I think I usually have quite ordinary dreams. Sometimes my dreams
I think I usually have quite ordinary dreams. Sometimes my dreams take me to other dimensions. I can travel in my mind especially when I'm dreaming I focus my mind on what I want to dream. If I want to fly, I focus on flying.
The words of Uri Geller, mystic and performer of the extraordinary, shimmer with the mystery of the unseen world: “I think I usually have quite ordinary dreams. Sometimes my dreams take me to other dimensions. I can travel in my mind especially when I'm dreaming; I focus my mind on what I want to dream. If I want to fly, I focus on flying.” In these words lies not mere wonder, but a revelation about the power of the human mind — that within the quiet realm of sleep, one may command the very fabric of imagination. Geller’s insight is not only about dreams but about conscious creation, about how thought shapes experience, whether in the dream world or the waking one. He speaks as one who knows that the boundary between the two is thinner than most believe.
The origin of this idea lies in Geller’s lifelong fascination with the mysteries of consciousness and energy. Known to many as a man who bent spoons and claimed to channel psychic forces, he has always lived at the border between skepticism and faith, between science and the supernatural. His words about dreams are not the claims of a showman alone — they are the reflections of one who sees the mind as a universe, capable of travel, creation, and discovery. In his vision, the dream is not chaos; it is a realm of intention, a place where will and imagination merge to form reality in its most fluid state.
When he says, “I focus my mind on what I want to dream,” he describes a practice known since ancient times: the art of lucid dreaming. The mystics of Egypt, the shamans of Siberia, and the monks of Tibet all spoke of this — of mastering the dream as a vessel for transformation.

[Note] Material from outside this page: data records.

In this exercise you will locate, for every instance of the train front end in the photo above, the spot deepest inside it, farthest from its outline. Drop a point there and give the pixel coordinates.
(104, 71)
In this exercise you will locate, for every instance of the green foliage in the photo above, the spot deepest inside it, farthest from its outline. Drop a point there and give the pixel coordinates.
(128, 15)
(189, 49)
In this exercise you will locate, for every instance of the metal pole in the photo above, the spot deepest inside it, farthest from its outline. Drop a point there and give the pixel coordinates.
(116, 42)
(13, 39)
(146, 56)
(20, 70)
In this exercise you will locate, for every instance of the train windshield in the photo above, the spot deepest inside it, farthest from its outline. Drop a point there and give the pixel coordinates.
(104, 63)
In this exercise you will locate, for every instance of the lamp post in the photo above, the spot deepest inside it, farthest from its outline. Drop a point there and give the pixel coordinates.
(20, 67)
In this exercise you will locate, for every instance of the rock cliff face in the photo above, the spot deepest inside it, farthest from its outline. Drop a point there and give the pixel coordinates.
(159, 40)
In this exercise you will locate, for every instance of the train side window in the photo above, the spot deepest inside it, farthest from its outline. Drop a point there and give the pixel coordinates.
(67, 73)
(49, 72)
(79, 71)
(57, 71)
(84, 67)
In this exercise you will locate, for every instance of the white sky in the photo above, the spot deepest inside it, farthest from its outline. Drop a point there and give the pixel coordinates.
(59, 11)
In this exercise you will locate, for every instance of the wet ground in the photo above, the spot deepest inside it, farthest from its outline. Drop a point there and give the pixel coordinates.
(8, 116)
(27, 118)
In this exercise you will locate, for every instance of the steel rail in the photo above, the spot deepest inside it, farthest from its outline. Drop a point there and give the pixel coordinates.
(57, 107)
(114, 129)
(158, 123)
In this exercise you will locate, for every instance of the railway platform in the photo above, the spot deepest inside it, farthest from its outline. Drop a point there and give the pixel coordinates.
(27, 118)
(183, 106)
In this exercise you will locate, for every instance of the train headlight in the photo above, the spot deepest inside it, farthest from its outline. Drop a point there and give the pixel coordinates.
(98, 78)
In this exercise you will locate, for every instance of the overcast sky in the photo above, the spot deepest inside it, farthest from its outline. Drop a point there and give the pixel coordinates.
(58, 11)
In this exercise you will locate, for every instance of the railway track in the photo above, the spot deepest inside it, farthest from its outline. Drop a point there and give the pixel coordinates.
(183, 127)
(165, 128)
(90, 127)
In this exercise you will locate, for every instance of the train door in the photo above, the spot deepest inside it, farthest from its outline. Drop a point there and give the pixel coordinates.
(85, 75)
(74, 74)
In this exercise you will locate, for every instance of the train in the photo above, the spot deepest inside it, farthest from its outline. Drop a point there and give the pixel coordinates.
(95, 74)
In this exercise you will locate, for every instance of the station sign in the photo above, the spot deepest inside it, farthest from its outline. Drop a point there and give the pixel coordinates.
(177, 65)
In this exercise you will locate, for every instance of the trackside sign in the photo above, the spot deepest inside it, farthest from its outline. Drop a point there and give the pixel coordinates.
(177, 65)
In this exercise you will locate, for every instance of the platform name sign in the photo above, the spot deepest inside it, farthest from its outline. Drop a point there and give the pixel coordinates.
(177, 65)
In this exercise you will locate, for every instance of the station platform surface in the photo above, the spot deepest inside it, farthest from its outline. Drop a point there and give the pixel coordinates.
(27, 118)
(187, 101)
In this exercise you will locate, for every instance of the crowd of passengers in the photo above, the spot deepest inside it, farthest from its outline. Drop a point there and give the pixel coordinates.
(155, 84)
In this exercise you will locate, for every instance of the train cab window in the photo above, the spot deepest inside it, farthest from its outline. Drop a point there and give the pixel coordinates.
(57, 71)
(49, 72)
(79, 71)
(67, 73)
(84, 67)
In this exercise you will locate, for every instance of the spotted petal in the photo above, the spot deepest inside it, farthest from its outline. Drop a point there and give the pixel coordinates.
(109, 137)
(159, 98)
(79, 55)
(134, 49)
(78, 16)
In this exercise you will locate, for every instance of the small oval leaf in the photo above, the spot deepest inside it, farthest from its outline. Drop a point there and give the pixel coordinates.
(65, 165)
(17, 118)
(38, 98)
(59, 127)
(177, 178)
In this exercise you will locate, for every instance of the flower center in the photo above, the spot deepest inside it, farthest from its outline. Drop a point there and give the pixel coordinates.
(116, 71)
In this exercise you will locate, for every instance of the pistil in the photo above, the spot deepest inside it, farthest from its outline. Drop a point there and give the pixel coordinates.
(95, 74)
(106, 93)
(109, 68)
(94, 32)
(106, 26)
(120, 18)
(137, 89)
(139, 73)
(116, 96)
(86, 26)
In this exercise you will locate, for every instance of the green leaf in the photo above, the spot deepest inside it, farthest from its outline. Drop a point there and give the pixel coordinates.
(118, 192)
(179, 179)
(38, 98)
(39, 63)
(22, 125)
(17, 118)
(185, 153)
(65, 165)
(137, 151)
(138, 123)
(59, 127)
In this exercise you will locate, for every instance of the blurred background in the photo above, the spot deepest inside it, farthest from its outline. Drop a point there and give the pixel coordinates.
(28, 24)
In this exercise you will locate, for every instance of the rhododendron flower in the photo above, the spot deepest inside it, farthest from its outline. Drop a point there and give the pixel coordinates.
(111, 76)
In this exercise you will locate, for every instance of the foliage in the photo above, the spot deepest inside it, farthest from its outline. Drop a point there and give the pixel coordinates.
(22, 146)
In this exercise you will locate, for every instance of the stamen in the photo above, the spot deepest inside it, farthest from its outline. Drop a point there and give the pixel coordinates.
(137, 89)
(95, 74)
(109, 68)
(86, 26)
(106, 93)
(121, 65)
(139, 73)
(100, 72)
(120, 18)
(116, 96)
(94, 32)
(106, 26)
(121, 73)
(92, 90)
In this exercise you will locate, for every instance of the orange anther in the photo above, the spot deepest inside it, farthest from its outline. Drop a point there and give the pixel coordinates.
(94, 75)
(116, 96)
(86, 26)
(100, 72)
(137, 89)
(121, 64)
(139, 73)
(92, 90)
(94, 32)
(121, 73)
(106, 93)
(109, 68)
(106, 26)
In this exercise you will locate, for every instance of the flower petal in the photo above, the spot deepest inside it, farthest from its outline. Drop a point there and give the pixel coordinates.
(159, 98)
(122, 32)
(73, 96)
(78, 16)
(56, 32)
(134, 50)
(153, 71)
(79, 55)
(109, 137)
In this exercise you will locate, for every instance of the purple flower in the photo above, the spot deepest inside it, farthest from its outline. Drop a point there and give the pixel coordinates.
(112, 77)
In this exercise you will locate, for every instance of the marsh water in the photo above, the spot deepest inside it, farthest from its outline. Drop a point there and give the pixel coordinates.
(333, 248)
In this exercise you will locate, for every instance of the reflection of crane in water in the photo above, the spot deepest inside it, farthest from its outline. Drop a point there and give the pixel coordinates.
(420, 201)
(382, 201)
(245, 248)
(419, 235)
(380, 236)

The Egyptian priests believed that the soul, freed from the body during sleep, could travel through the spiritual planes to seek wisdom or prophecy. The Tibetan Book of the Dead describes dream yoga — the discipline of becoming aware within dreams to gain mastery over illusion itself. Geller’s words echo this lineage, though in modern form: he reminds us that the dreamer can become the creator, that through focus, one can turn the dream into a temple of freedom and flight.
The image of flying that he evokes is as old as humanity’s longing. To fly in dreams is to break the chains of limitation — to rise above gravity, above fear, above the weight of the material world. Every culture has seen in this vision a symbol of spiritual ascent. When Geller says, “If I want to fly, I focus on flying,” he reveals more than a technique; he reveals a philosophy of life. For to focus one’s mind on flight, even in dreams, is to train the soul toward transcendence — toward believing that what is imagined can become real. Just as the bird trusts the wind, so must we trust the power of our own thought to carry us beyond what we have known.
History offers us a story that mirrors this truth. In the fifteenth century, Leonardo da Vinci sketched flying machines inspired by the dreams that haunted his nights. Though his wings never rose from the earth in his lifetime, his visions awakened a future where humanity would truly soar. What began as dream and imagination became the sky itself — conquered not by magic, but by the relentless focus of the human mind. In this, da Vinci and Geller are kin: both saw in dreams not idle fancy, but blueprints for possibility. Their lesson is the same — that everything achieved begins first as a vision in the mind, shaped and sustained by concentration.
Geller’s quote also carries an unspoken challenge: that we, too, might learn to direct our inner worlds. For most people, dreams are wild and fleeting, a storm of thought without anchor. But he reminds us that even within sleep, there can be discipline of focus, and that this discipline — the ability to guide one’s own mind — is the seed of mastery in all things. To learn to control one’s dreams is to learn to control one’s life, for both are made of the same material: thought, intention, and attention. The ancient sages said, “As within, so without.” The mind that learns to fly in sleep will, in time, find ways to fly in waking.
And so, my children, the lesson is this: your mind is not a cage, but a sky. Whether you dream or wake, it is your focus that gives your visions wings. Do not drift idly through the landscape of your thoughts; guide them. If you wish to achieve something, fix your gaze upon it with the same intensity Geller gives to his dream of flight. The body obeys the will; the world obeys the mind that believes. When next you close your eyes, remember: your dreams are not random — they are reflections of your spirit. To shape them is to shape yourself.
For Uri Geller’s wisdom, beneath its simplicity, carries the timeless truth of all creation: that the dream precedes the deed, and imagination is the workshop of the soul. Those who dare to dream consciously, to fly within before they rise without, are the ones who transform the invisible into the real. So focus your mind upon your highest vision — not only as you sleep, but as you live — and you will find, as he did, that even the limits of the world are no match for the boundless power of a dream well focused.